It’s hard not to be bitter in the wake of the Supreme Court’s intellectually dishonest refusal to protect the legitimacy of democratic governance.
For one thing, over the past couple of years, as I have delved more deeply into the research, I’ve discovered that gerrymandering–aka partisan redistricting–does more than skew election results. A lot more.
I’ve previously pointed out that here in Indiana, where partisan redistricting has carved up metropolitan areas and subordinated urban populations to rural ones, gerrymandering has given us distribution formulas favoring rural areas over cities when divvying up dollars for roads and schools, among other inequities.
Fifty-four thousand votes out of nearly 4 million. That’s what separated Stacey Abrams from Brian Kemp in Georgia’s 2018 gubernatorial election, a sign of how closely contested this once reliably red, southern state has become.
Earlier this month, however, Georgia’s legislature responded to the state’s closely divided political climate not with thoughtful compromise but by passing one of the most restrictive abortion bansin the United States.
An April poll by the Atlanta Journal-Constitution found that 70% of Georgians support the landmark Roe v Wade decision that legalized abortion. The new state ban is opposedby 48% of Georgians and supported by only 43%. So why would the legislature enact such an extreme measure?
For that matter, why would Ohio, Alabama, Missouri and other states establish similar “fetal heartbeat” laws that are far more restrictive than their constituents support?
One important answer is gerrymandering: redistricting voting districts to give the party in power an edge – making it almost impossible for the other side to win a majority of seats, even with a majority of votes. Sophisticated geo-mapping software and voluminous voter data turned this ancient art into a hi-tech science when the US redistricted after the 2010 census.
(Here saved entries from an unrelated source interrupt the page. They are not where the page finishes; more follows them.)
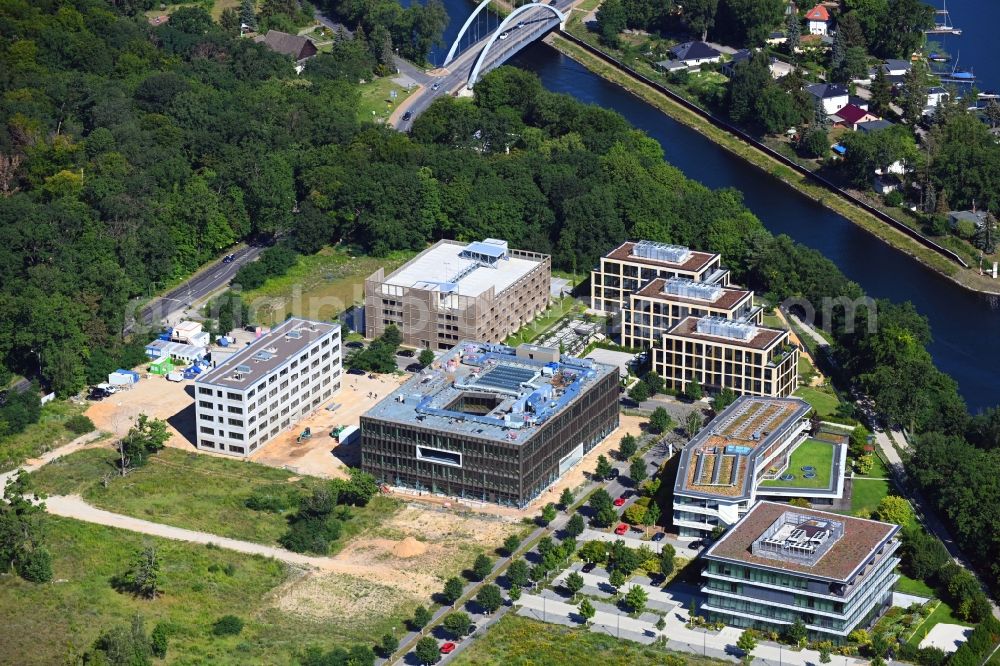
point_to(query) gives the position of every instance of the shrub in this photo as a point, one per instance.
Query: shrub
(78, 424)
(227, 625)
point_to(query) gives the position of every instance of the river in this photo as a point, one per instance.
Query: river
(965, 326)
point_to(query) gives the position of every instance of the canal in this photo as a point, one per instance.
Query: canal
(965, 326)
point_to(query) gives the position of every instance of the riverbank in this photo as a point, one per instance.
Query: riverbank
(897, 239)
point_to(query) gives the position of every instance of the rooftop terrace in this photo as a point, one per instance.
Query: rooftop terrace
(491, 391)
(721, 461)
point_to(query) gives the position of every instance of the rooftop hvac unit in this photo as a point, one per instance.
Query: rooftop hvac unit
(674, 254)
(690, 289)
(726, 328)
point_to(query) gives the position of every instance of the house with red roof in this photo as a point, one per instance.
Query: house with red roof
(851, 116)
(818, 19)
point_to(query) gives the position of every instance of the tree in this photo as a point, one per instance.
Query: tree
(457, 623)
(142, 579)
(517, 573)
(627, 447)
(490, 598)
(667, 555)
(587, 611)
(693, 390)
(692, 424)
(881, 94)
(699, 16)
(636, 599)
(453, 589)
(482, 567)
(21, 531)
(796, 633)
(894, 509)
(617, 579)
(427, 651)
(603, 469)
(574, 583)
(660, 420)
(511, 544)
(389, 645)
(747, 643)
(421, 616)
(637, 471)
(247, 15)
(566, 499)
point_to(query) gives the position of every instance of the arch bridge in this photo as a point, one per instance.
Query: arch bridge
(521, 27)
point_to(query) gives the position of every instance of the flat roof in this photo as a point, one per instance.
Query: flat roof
(729, 298)
(442, 268)
(721, 460)
(695, 262)
(860, 540)
(763, 338)
(267, 353)
(511, 396)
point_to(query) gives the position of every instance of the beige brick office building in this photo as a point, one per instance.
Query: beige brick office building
(721, 353)
(455, 291)
(659, 305)
(631, 265)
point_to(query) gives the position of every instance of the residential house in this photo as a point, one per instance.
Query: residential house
(851, 115)
(695, 54)
(818, 19)
(298, 47)
(833, 96)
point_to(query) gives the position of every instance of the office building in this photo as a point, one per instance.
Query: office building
(721, 353)
(780, 564)
(661, 303)
(267, 386)
(491, 423)
(458, 291)
(633, 264)
(744, 453)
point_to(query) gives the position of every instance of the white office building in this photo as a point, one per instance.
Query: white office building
(267, 386)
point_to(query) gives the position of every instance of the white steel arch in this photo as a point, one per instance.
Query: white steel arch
(474, 76)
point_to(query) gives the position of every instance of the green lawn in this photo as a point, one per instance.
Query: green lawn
(376, 102)
(908, 585)
(192, 491)
(47, 434)
(519, 641)
(810, 452)
(823, 399)
(867, 493)
(319, 286)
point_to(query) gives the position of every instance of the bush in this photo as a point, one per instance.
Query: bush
(79, 424)
(227, 625)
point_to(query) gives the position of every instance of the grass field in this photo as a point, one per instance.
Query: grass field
(867, 493)
(823, 399)
(811, 452)
(192, 491)
(40, 437)
(376, 102)
(518, 641)
(319, 286)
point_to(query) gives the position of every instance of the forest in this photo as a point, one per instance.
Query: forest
(132, 154)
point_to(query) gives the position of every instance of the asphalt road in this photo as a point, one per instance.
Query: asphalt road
(535, 24)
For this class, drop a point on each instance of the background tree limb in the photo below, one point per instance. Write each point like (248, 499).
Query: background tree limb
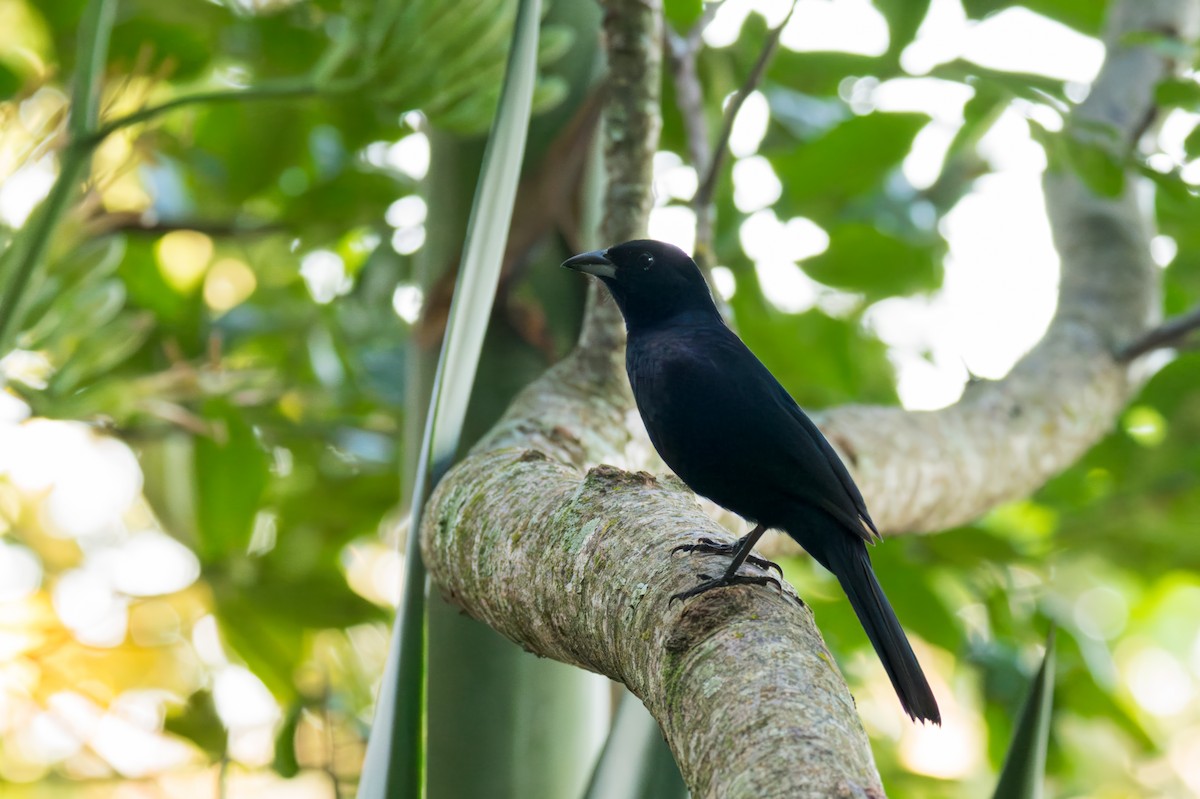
(576, 568)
Give credit where it’s due: the GOP has been far more adept at using these new tools than the Democrats (probably because Republicans recognize that they are increasingly a minority party and must cheat if they are going to win).
As the Guardian reports, gerrymandering has allowed the GOP to control state legislatures with supermajorities even when voters prefer Democratic candidates by hundreds of thousands of votes. Gerrymandering thus nullifies elections and insulates lawmakers from democratic accountability.
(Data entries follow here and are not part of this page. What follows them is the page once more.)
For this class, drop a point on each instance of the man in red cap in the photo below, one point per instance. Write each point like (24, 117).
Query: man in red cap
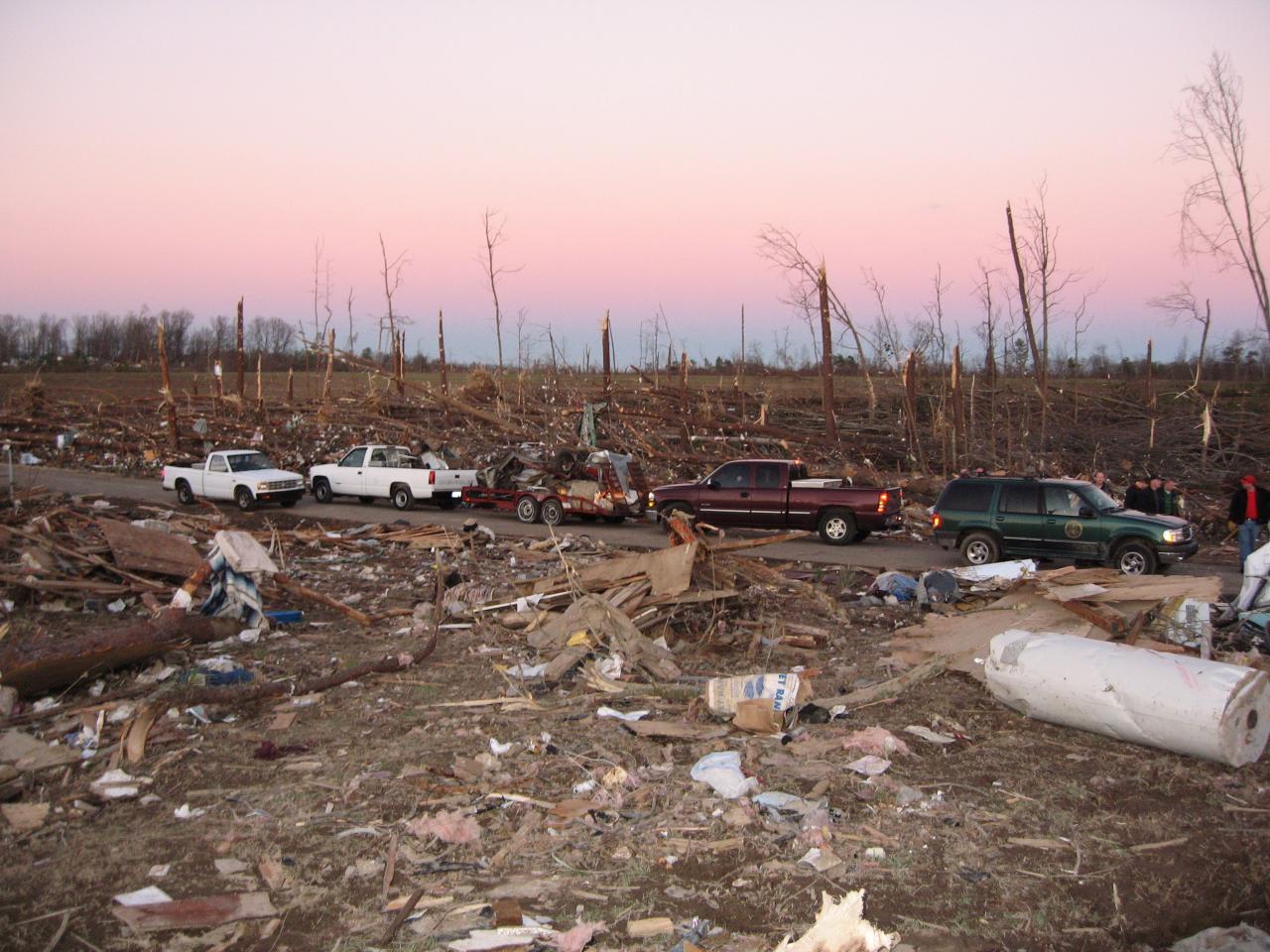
(1250, 511)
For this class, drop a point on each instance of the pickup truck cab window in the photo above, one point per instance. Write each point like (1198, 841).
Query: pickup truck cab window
(249, 462)
(733, 476)
(1020, 500)
(770, 476)
(1061, 500)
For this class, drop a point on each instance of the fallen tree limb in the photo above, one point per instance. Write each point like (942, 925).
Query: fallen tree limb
(287, 584)
(39, 664)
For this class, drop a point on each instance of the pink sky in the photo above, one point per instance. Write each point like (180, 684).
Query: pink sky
(182, 155)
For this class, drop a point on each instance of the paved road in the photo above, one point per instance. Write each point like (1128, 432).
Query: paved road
(903, 555)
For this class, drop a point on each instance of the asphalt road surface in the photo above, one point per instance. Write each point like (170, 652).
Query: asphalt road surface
(887, 553)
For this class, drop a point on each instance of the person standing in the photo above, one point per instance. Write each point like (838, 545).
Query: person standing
(1174, 502)
(1250, 511)
(1139, 497)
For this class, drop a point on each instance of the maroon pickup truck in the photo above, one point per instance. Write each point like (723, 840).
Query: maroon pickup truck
(776, 494)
Despite lacking any mandate for an extreme agenda in a closely divided nation, Republican lawmakers have pushed through new voting restrictions, anti-labor laws, the emergency manager bill that led to poisoned water in Flint, Michigan, and now, these strict abortion bans. Electorally, there’s little that Democrats can do to stop it.
The article outlined evidence of extreme gerrymandering in several states where legislatures have passed laws not supported by voters.
In Ohio, the article pointed to “zero evidence” that voters hold extreme opinions on abortion, and noted that polls show more voters opposed to that state’s new “heartbeat” bill than supportive of it. A University of Chicago study showed that barely half the total vote in Ohio gave Republicans more than 63% of the seats– simply because the maps were “surgically designed” to ensure that few seats would be competitive.
There’s a lot more data, and I encourage you to click through and read the entire article. But (as I have repeated endlessly) the bottom line is simple: the only way to overcome the unfair advantage Republicans have built for themselves is massive turnout. As I posted yesterday, unusually high turnout in the 2018 elections was enough in many districts to overcome built-in advantages as high as 5-8 points.
We need to remind discouraged voters that gerrymandering is based upon prior voting behavior. If people who rarely or never vote show up at the polls, a significant number of supposedly safe seats can change hands.
It has never been more important to get out the vote. America’s future–and that of our children and grandchildren–depends upon it.